Of course, Optimi Health doesn’t just want to help the world trip safely; it also intends to make a lot of money in the process, with projections suggesting the legal psychedelics industry could generate more than $10 billion a year globally by 2027. “We’re in a league of our own in terms of scale, compliance, and opportunity,” says co-founder and chief marketing officer Dane Stevens. “It’s taken almost five years and $30m in investment. We’ve always had the mindset that we could get it done.”
It’s no mean feat. Very few companies have managed to legally supply psychedelic drugs at an international scale. In late May, the Optimi Health lab was granted regulatory approval to provide psychedelics to psychiatrists around the world, in jurisdictions where they are legal. The company also just sealed a deal to provide MDMA and psilocybin to patients in Australia, which began legal psychedelic therapies this year.
“It wasn’t easy to get people to believe in the vision when we were starting this,” adds Stevens, whose hoodie reads ‘Mushroom Lover.’ He personally invested start-up costs of more than $2m along with his fellow co-founders, which include JJ Wilson, the son of Lululemon’s billionaire founder Chip Wilson and heir to the yoga brand’s throne.
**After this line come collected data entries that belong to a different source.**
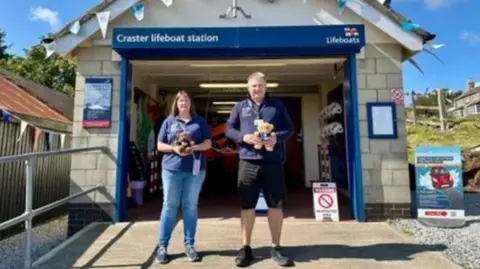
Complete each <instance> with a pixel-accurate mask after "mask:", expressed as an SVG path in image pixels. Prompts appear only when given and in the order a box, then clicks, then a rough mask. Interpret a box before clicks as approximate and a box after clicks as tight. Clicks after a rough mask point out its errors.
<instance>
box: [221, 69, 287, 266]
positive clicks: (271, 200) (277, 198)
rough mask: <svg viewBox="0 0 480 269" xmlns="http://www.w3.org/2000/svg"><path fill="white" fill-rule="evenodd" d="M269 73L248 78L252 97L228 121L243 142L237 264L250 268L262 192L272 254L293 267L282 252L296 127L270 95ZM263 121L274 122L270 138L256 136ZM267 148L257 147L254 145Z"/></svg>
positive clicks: (280, 103) (257, 72) (235, 140)
mask: <svg viewBox="0 0 480 269" xmlns="http://www.w3.org/2000/svg"><path fill="white" fill-rule="evenodd" d="M266 86H267V83H266V80H265V76H264V75H263V74H262V73H260V72H257V73H253V74H252V75H250V76H249V77H248V98H246V99H245V100H243V101H241V102H239V103H237V104H236V105H235V107H234V108H233V110H232V113H231V114H230V118H229V119H228V121H227V124H226V130H225V133H226V135H227V137H229V138H231V139H233V140H234V141H235V142H237V143H238V144H239V155H240V162H239V167H238V184H237V186H238V194H239V199H240V203H241V207H242V210H241V216H240V217H241V226H242V244H243V246H242V248H241V249H240V251H239V253H238V255H237V257H236V259H235V263H236V265H237V266H238V267H246V266H248V265H250V264H251V262H252V261H253V259H254V257H253V253H252V248H251V247H250V240H251V235H252V229H253V225H254V222H255V206H256V204H257V201H258V198H259V194H260V191H262V192H263V194H264V197H265V200H266V203H267V205H268V208H269V210H268V222H269V226H270V234H271V236H272V249H271V252H270V253H271V256H272V259H273V260H275V261H276V262H277V263H278V264H279V265H281V266H292V265H293V262H292V260H291V259H290V258H289V257H287V256H286V255H284V254H283V253H282V250H281V247H280V236H281V232H282V225H283V210H282V207H283V204H284V198H285V174H284V171H283V170H284V169H283V150H284V149H283V145H284V143H285V141H286V140H287V139H288V138H289V137H290V136H291V135H292V133H293V130H294V126H293V124H292V121H291V119H290V116H289V115H288V112H287V110H286V108H285V106H284V104H283V103H282V102H281V101H280V100H277V99H274V98H271V97H269V96H268V95H267V94H266V90H267V87H266ZM259 121H264V122H268V123H271V124H273V125H274V130H273V132H272V133H271V136H270V139H269V140H267V141H261V140H260V138H258V137H257V136H255V135H254V132H255V130H256V129H255V124H256V123H258V122H259ZM255 144H263V145H265V146H272V147H274V149H273V151H266V150H265V147H262V149H261V150H256V149H255V148H254V146H253V145H255Z"/></svg>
Despite Optimi Health’s business model being untested, Chip posted on X last year that he believed the company could “commercially globalize psychedelics,” and he’s acquired shares worth over $2m (effectively amounting to ownership of 10 percent of the company). But those days are still some way off: Company filings show that, as it stands, the lab is losing more than $700,000 a month.
For now, the industrial scale shroom factory has become part of the chitter-chatter in the copper-mining town of Princeton. Chief science officer, Dr Preston Chase—who makes the MDMA—remembers visiting a pet store to buy food for his dogs. When he told the employees where he worked, they all knew about the farm on the hill.
“I’ve definitely had some ‘Walter White’ moments holding up the flask and filtering off white powder containing hundreds of MDMA doses,” says Chase, ‘but this is medicine.”
Considering he works for the psychedelic tycoons of tomorrow, it comes as a surprise when Chase says he’s never tripped before. Stevens, on the other hand, had his own transformative experience during the pandemic after experiencing some mental health issues. “I had a full panic attack,” he recalls, blaming high levels of stress. In an attempt to calm his nervous system, he took a “heroic dose” of mushrooms with a therapist several days later.
“It was like bricks off my chest. I let it all out and felt a sense of relief,” he says. It encouraged him to make some changes in his life, and try being less of a workaholic. “The world’s probably going to be a better place if people are less depressed.”